Öncelikle sizi tanımak isteriz. İsminiz nedir, doğum yeriniz, eğitim durumunuz?

Adım İlhancan. Bursa’da 1994 yılında Osmangazi ilçesinde doğdum. İlk okulu doğduğum şehirde Özel Tunçsiper Okulları’nda okudum. Lisede Amerikan Robert Koleji’ni kazanıp İstanbul’a geldim, üniversitede ise Koç Üniversitesi Ekonomi bölümünü okumaktayım. 


Müziğe ilgin nasıl başladı?

Hatıralarımda ilk olarak ablamın Beethoven’ın Für Elise parçasının başını bir orgla bana çaldırmaya çalışması var. Sonraları kulaktan bildiğim parçaları çıkarmaya başladım. 

Herhangi bir üniversitede müzik okumamış olmak seni rahatsız ediyor mu?

Bu konuda kabul etmekte bir hayli zorlansam da pişmanlıklarım var. İyi tarafından bakacak olursam sözü ve müziği bana ait parçaların herhangi dış bir etkene maruz kalmadan çıkmasından ötürü parçaların daha saf bir duyguya sahip olması beni mutlu ediyor. Müzik, sanat ilk çıktığı noktadan beri durmadan bir değişim içinde. Kalıpların dışına çıkılmalı gibi radikal bir düşüncem yok, kalıpların sadece zihinlerimizde olduğunu, aslında var olmadığını düşünüyorum çünkü.

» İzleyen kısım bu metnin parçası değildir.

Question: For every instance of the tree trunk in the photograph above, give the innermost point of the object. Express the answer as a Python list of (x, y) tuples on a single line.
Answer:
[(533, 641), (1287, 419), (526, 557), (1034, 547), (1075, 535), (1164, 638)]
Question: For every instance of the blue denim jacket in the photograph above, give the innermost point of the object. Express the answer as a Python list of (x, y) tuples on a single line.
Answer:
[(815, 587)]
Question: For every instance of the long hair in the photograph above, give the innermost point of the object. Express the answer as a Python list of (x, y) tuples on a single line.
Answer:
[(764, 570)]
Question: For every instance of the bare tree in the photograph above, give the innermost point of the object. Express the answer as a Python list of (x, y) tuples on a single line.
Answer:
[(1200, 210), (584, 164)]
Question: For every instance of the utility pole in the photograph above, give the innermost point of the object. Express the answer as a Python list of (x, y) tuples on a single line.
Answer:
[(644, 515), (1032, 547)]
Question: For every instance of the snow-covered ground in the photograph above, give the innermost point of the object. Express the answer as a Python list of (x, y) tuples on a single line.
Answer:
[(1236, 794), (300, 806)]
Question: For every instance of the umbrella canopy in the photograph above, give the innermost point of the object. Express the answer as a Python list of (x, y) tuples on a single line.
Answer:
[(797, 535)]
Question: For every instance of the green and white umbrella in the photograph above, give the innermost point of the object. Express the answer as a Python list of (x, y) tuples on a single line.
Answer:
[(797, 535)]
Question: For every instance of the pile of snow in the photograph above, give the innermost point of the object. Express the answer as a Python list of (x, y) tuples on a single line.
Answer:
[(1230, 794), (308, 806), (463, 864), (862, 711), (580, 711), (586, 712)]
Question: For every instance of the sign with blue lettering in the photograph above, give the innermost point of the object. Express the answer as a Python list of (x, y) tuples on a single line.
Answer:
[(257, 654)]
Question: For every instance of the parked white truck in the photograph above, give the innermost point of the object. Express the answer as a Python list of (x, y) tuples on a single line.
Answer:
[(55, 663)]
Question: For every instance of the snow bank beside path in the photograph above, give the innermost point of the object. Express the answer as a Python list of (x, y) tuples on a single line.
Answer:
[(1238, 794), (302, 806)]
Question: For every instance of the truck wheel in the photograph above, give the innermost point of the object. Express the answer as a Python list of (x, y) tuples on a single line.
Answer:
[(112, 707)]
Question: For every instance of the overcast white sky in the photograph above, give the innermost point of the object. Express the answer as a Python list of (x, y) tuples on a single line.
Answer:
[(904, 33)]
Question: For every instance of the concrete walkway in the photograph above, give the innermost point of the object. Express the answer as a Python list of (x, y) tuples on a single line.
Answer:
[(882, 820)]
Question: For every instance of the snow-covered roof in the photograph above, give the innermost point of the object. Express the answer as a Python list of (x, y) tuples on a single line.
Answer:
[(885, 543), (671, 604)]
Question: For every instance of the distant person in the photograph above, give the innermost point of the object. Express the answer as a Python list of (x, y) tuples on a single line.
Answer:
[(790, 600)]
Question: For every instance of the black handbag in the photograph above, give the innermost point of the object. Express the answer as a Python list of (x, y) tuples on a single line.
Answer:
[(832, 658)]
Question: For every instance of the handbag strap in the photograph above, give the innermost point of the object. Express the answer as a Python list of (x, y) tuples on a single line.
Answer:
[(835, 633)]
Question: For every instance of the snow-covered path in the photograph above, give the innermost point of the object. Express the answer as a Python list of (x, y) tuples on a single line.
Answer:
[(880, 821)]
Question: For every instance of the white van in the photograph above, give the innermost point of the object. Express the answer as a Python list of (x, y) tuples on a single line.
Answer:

Sözü ve müziği bana ait dediğiniz parçalar var dediniz. Başka sanatçıların da parçalarını ayrıca seslendiriyor musunuz veya gelecekte yapmayı planladığınız buna benzer projeleriniz var mı?

Şimdilik sadece kendi yazdığım parçaları yayınladım yakın zamanda. Onun öncesinde sevdiğim sanatçıların parçalarını yayınladım. 

Telif haklarında herhangi bir problem yaşıyor musunuz?

Kullandığım platform bu konuda gelişmiş bir robot kullanıyor. Böylece herhangi bir parçayı kendiminmiş gibi gösterme şansım yok. Böyle bir şey istemem de. Bahsettiğim robot başka birinin parçasını seslendirdiğimi algıladığında o üründen herhangi bir şey talep etme gibi bir durum da söz konusu olmuyor. 

Başka sanatçılar dediniz, henüz yüz yüze görüştüğüm şu ana kadar bir sanatçı oldu onunla da üzülerek söylüyorum anlaşamadık. Şimdilik kendi parçalarım üzerinde yoğunlaşacak gibiyim.

En sevdiğiniz sanatçı kimdir diye sorsak? Yerli ve yabancı?

Yabancı hem modern hem klasik en sevdiğim iki sanatçıdan bahsedecek olursam bu ikili Michael Jackson ve Mozart olurdu. Türkiye’den en sevdiğim sanatçılar ise Sezen Aksu ile Tarkan, yeni isimlerdense Eda Baba.

Bu yeteneğinizi keşfettiğiniz bir an var mı hayatınızda?

Belli bir an olarak şu an ilk aklıma gelen okuduğum lisede ilk sahneye çıkışım. Yetenek keşfi gibi değil de hissettiğim asıl çok güçlü bir enerji akışıydı seyircilerle yaşadığım. Yapıp yapamayacağım arasında artık düşünemeyeceğim, cevap veremeyeceğim kadar soru işareti birikmişti. Böyle bir durumda sanırım en sonunda teslim oluyorsunuz. Beyninizi uyku moduna almak gibi. Böyle birkaç saniye sonra bir patlama gerçekleşiyor, psikolojik terimle açılma. Sonra zaten kimsenin ne notanıza ne de yaptığınız yanlışları, kaygılar pozitif bir duyguya dönüşüyor. Bunun nedenini bilmiyorum. Belki de seyirci de içten içe aynı şeyleri hissediyordur sizin hissettiğiniz.

Türkiye’de kendinizi müzikte nerede görüyorsunuz?

Kendimi çok tepelerde görüyorum ama korkuyorum.

   

Korkunuzun nedeni nedir?

Beğenilmeme. Yaptığım işlerin anlaşılamaması.

Ya da hedeflediğiniz konuma gelememe olabilir mi?

Olabilir.

Parçalarınızı hangi platformlarda yayınlıyorsunuz?

Youtube ve Spotify üzerinden yayınlıyorum.